Pride tells us we know better. Pride whispers that the warnings don’t apply to us. It convinces us that we are invincible, that the rules can bend for our plans.
Playing God Comes with Risks
What’s compelling and frightening is how deception often comes packaged in the illusion of personal advantage. We think we’re making the best decision for ourselves and others, but really, we’re playing God.
Remember, Eve didn’t just eat the fruit, she shared it. She spread the deception. That’s what we do. We share our thinking, our choices, our justifications. Social media shows us how much we love sharing our lives, stories, victories, and even our pain. I mean, I’m sharing my opinion of interpretation of scripture right now! There’s something deeply human about it, and I’ll explore that more in a future post.
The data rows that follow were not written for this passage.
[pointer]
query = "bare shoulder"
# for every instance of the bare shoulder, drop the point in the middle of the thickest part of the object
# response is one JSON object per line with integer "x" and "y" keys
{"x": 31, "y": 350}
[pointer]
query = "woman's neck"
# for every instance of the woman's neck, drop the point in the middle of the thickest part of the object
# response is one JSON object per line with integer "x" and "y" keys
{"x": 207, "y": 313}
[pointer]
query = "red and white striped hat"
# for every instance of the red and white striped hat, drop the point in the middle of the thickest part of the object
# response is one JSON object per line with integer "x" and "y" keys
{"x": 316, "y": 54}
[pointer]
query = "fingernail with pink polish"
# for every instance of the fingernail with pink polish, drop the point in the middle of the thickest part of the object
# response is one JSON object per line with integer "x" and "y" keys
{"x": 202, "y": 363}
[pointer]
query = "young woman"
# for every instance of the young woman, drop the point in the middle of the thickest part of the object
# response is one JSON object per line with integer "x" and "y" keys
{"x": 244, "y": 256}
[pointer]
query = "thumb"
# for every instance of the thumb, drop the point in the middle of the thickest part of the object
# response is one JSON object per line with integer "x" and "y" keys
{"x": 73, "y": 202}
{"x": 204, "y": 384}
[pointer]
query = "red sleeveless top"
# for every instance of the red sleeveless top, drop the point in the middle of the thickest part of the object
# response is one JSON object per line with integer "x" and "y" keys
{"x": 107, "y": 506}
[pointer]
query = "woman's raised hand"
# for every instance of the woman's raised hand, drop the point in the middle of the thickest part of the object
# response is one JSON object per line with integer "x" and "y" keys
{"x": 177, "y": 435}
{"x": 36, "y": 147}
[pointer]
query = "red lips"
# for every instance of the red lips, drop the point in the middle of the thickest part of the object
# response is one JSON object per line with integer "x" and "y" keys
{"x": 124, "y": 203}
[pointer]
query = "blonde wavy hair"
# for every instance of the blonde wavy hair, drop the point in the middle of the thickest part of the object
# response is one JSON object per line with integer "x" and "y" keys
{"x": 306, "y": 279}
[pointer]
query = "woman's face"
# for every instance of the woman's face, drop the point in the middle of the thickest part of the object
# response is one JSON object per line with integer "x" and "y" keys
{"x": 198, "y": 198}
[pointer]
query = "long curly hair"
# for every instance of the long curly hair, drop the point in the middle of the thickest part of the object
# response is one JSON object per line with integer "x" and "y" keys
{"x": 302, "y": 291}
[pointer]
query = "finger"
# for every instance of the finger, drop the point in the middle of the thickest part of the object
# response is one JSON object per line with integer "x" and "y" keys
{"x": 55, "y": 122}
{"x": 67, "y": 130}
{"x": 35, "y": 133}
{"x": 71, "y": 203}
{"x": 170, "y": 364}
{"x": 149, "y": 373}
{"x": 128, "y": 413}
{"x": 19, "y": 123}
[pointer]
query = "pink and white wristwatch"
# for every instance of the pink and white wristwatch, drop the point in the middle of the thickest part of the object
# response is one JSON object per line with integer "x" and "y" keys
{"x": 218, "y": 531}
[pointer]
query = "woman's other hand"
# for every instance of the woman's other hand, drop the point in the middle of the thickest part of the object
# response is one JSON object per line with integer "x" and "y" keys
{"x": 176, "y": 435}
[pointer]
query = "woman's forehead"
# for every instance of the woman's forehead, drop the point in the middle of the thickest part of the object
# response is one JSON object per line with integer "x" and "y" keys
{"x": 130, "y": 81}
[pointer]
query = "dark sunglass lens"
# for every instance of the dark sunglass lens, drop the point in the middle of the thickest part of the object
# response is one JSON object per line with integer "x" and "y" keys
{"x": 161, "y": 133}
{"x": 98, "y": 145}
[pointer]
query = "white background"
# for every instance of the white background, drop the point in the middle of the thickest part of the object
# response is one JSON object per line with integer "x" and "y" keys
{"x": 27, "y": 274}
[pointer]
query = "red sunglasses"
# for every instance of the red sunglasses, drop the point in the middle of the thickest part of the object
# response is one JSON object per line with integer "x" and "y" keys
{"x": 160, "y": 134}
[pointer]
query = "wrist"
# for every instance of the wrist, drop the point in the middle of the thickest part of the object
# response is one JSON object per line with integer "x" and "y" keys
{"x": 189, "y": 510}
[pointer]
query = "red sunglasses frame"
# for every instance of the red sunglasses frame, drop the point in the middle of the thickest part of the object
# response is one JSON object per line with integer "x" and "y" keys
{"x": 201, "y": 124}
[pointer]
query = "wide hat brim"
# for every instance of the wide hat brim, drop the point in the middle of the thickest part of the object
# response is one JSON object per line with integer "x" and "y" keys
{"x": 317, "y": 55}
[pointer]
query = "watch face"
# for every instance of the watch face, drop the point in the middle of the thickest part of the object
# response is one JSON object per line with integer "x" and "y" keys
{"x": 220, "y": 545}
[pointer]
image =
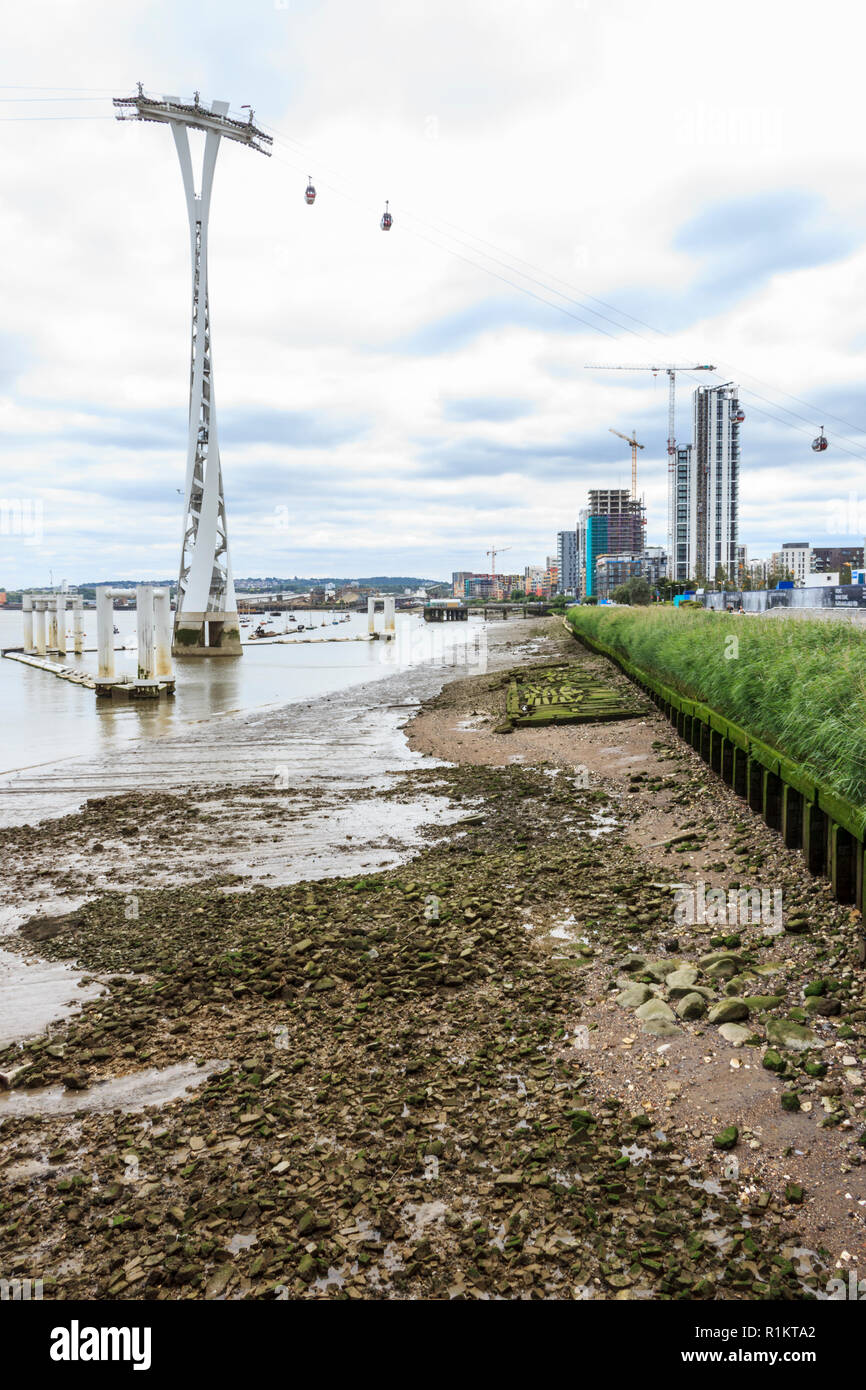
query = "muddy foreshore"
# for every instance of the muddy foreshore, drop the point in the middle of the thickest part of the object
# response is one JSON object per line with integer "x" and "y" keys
{"x": 431, "y": 1080}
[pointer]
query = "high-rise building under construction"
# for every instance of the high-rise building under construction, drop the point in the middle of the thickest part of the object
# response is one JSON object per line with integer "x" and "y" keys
{"x": 706, "y": 489}
{"x": 612, "y": 524}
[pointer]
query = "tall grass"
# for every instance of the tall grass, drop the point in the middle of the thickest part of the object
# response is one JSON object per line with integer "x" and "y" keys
{"x": 795, "y": 684}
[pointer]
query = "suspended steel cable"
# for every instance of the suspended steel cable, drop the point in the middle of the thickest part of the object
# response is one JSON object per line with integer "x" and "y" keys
{"x": 741, "y": 375}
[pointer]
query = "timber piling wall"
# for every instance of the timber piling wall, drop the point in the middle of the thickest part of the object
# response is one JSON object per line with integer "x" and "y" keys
{"x": 829, "y": 830}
But surely, Eve believed she was safe. That she was invulnerable to the consequences God warned about. Why else would she be confidently disobedient?
And in that way, she’s not so different from Stockton Rush. He, too, believed he could avoid the consequences. That he could outsmart reality.
The Reckoning and Resolve
Here’s the truth: God is better. His ways are higher. Whenever we attempt to take His place, to act as our own authority, we initiate death. That death may be physical, as in the case of Titan. But more often, it is spiritual. We lose our bearings. We lose our souls.
Our pride drags us deeper into deception. And deception always presents itself as an opportunity, an advantage. For Stockton, he reportedly wanted to be remembered like Elon Musk or Jeff Bezos: bold, trailblazing, and world-changing. But when truth didn’t serve that timeline or vision, he chose ego over wisdom. And that choice cost him and others their lives.
If nothing else, Titan is a chilling reminder of where unchecked pride leads. But Scripture shows us that this pattern is ancient. And it always ends the same way, loss and distance from God.
Let’s choose better. Let’s choose God’s way, even when it doesn’t make sense. Save yourself and the people around you.